Despite what you may assume, the violence isn’t at all frequent, usually serving as a surprising and sudden reaction that you are never ready for. It’s never over the top or comes close to comedic, it’s maturely handled with it’s subtle yet very specific detail that made me look away in several occasions.
The tension is incredibly well maintained throughout the film as I found myself sinking further and further into my seat and physically reacting to the drama with the rest of the audience. In one particular scene, the audience and I called out in sickening repulse that truly made for one of the most emotive responses I have ever heard from an audience.
But violence aside, the film also appears to be keenly aware of itself, and there is almost a hidden dark sense of gallows humour that permeates throughout, especially in regards to the Anton Yelchin’s character pondering over his ‘desert island band’ and even when he begins comparing his harrowing situation to a game of paintball.
Instead, this comparison thematically represents the drastically different sides of both the Nazis and the band. Yelchin’s character describes his paintball experience being about him and his inexperienced friends being teamed up against experienced veteran soldiers, where he hid and waited to be shot while the soldiers won without a single casualty.

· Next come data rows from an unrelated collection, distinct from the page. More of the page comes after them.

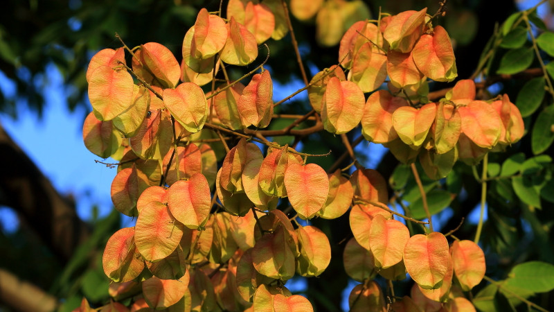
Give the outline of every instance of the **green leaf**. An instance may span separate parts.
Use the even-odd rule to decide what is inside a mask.
[[[544,169],[552,162],[552,157],[547,155],[540,155],[526,160],[521,164],[521,171],[524,175],[532,175]]]
[[[498,291],[498,286],[494,284],[487,285],[481,289],[475,297],[473,297],[472,302],[479,311],[483,312],[494,312],[499,311],[498,304],[494,297]]]
[[[398,164],[398,166],[394,168],[393,174],[388,179],[388,183],[393,189],[396,191],[401,190],[408,183],[408,180],[411,176],[411,170],[410,166],[404,164]]]
[[[554,78],[554,62],[551,62],[545,67],[546,72],[551,77]]]
[[[517,94],[515,105],[522,117],[530,116],[539,108],[544,98],[544,77],[537,77],[528,81]]]
[[[450,173],[446,177],[446,188],[450,193],[454,194],[460,193],[462,191],[463,184],[462,176],[455,168],[450,171]]]
[[[109,279],[104,272],[98,270],[89,270],[84,273],[81,280],[82,292],[85,297],[91,302],[100,302],[108,297]]]
[[[508,177],[515,175],[521,168],[521,164],[525,162],[525,155],[518,153],[508,157],[502,164],[502,170],[500,171],[501,177]]]
[[[530,179],[526,177],[514,177],[512,178],[512,187],[522,202],[533,207],[541,207],[539,192]]]
[[[515,266],[504,284],[533,293],[554,289],[554,266],[542,261],[529,261]]]
[[[475,13],[469,10],[451,11],[445,17],[445,28],[456,44],[465,46],[473,41],[478,31],[479,21]]]
[[[554,33],[547,31],[537,38],[537,44],[550,56],[554,56]]]
[[[546,25],[544,24],[544,21],[543,21],[542,19],[541,19],[541,18],[537,15],[536,12],[527,15],[527,17],[529,17],[529,20],[531,21],[531,23],[534,24],[537,27],[542,29],[543,31],[546,31],[547,29]]]
[[[510,31],[512,30],[512,26],[514,25],[514,23],[515,23],[515,21],[521,17],[521,12],[518,12],[510,15],[510,17],[506,19],[506,21],[504,21],[504,24],[502,24],[502,35],[506,35],[508,33],[510,33]],[[519,23],[515,26],[517,26],[518,24]]]
[[[489,177],[496,177],[500,173],[500,164],[497,162],[490,162],[487,167],[487,174]]]
[[[516,27],[502,38],[500,46],[505,49],[519,48],[526,41],[527,41],[527,28]]]
[[[431,215],[434,215],[447,207],[452,202],[452,194],[450,192],[442,189],[434,189],[427,193],[427,205],[429,205],[429,212]],[[413,218],[423,219],[427,218],[425,209],[423,209],[423,202],[421,198],[416,200],[410,206],[411,215]]]
[[[554,192],[552,191],[553,189],[554,189],[554,179],[551,177],[551,179],[541,189],[541,197],[550,202],[554,202]]]
[[[551,63],[553,64],[553,63]],[[554,105],[539,114],[531,133],[531,149],[535,155],[546,150],[554,141]]]
[[[534,58],[533,48],[522,47],[510,50],[500,60],[497,73],[512,74],[527,69]]]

It practically summarises the doomed feeling of Green Room’s characters – they know they are up against experienced killers who are being tactically advised by Patrick Stuart’s authoritarian presence that casts a shadow over the band as they try to make their escape.
The band as a result, make very frequent dumb mistakes that while ultimately stupid, are convincingly honest to the panic and terror they are currently in. Decision making is very different between the groups and it’s interesting to see how confrontations play out usually because of how unpredictable and spontaneous much of the film’s action is.

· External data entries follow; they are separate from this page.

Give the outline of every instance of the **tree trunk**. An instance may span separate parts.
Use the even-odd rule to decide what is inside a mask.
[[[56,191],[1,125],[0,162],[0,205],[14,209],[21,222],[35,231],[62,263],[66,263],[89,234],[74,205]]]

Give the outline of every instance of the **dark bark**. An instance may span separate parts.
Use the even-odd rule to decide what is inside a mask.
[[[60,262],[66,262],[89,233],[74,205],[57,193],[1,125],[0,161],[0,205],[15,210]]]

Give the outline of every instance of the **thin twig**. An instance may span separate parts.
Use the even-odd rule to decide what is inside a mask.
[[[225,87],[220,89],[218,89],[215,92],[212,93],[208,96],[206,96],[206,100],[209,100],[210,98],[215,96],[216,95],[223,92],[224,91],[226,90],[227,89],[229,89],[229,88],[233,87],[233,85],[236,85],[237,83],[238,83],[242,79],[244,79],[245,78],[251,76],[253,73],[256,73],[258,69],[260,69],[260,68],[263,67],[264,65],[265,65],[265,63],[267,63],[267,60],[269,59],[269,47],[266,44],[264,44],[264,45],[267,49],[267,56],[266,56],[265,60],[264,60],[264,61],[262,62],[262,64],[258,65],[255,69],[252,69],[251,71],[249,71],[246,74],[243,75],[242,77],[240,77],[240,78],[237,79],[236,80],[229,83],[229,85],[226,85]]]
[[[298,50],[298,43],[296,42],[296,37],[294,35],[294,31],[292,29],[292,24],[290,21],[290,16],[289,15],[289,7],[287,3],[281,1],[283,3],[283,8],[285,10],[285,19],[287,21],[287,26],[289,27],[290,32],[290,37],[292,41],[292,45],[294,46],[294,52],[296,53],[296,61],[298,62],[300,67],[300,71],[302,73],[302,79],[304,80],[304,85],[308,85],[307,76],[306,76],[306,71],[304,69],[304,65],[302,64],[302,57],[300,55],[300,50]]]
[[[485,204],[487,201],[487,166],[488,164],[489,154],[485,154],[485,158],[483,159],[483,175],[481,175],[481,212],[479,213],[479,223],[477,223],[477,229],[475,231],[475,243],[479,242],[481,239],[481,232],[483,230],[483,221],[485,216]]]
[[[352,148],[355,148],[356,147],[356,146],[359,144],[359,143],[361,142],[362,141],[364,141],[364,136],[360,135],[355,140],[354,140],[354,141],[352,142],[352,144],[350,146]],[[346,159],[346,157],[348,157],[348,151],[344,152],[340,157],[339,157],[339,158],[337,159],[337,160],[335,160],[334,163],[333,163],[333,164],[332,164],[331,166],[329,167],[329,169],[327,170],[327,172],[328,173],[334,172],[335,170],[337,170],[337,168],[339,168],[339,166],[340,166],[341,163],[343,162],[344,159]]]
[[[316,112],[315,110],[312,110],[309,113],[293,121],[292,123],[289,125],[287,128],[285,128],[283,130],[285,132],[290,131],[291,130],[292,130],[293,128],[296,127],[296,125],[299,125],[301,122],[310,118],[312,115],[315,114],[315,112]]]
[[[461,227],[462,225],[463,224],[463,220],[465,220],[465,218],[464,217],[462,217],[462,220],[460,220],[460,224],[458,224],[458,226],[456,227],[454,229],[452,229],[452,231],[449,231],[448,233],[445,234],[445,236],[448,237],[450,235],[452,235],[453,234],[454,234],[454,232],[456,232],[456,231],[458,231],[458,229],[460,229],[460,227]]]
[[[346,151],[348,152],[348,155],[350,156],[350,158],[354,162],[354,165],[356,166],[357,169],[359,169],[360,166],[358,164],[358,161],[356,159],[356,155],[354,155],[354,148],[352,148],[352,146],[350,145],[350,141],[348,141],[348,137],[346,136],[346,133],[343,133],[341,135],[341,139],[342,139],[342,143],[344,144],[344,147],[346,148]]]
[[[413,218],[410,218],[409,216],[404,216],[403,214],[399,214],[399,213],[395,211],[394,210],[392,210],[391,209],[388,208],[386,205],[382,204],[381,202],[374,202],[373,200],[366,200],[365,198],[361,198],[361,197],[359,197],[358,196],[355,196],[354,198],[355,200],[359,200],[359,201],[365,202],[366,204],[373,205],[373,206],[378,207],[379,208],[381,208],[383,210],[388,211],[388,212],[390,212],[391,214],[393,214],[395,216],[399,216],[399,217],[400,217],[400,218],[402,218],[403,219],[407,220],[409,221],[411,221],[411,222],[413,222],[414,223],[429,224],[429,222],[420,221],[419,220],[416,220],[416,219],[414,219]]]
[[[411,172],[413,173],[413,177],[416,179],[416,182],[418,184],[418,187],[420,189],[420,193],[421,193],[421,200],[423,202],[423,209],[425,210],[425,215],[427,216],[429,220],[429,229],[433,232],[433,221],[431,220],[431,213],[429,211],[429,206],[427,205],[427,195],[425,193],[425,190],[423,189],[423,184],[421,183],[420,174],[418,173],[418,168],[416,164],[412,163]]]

Jeremy Saulnier has proven himself to be filmmaker truly worth watching given that Blue Ruin also happens to be a very intelligent and thought-provoking thriller than surprised me with it’s originality in both it’s execution and themes.

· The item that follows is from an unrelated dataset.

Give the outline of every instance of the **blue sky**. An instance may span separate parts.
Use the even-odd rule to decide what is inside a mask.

The same is completely true with Green Room – it shows it’s influences with Straw Dogs and Deliverance, but it certainly feels more inventive and original than many other films, in fact, for me, it’s the best contemporary thriller I’ve seen since Cold in July back in 2014.
Green Room behaves like one of those moments when you instinctively feel like you’re in danger or something bad is about to happen – adrenaline begins rushing through your body, you’re fight or flight response kick in, but your decision making and your perception of what to do becomes completely distorted.
It’s a true uncaring nightmare – it questions your decisions, your actions and your sensibilities during a time when all hope for safety is completely lost.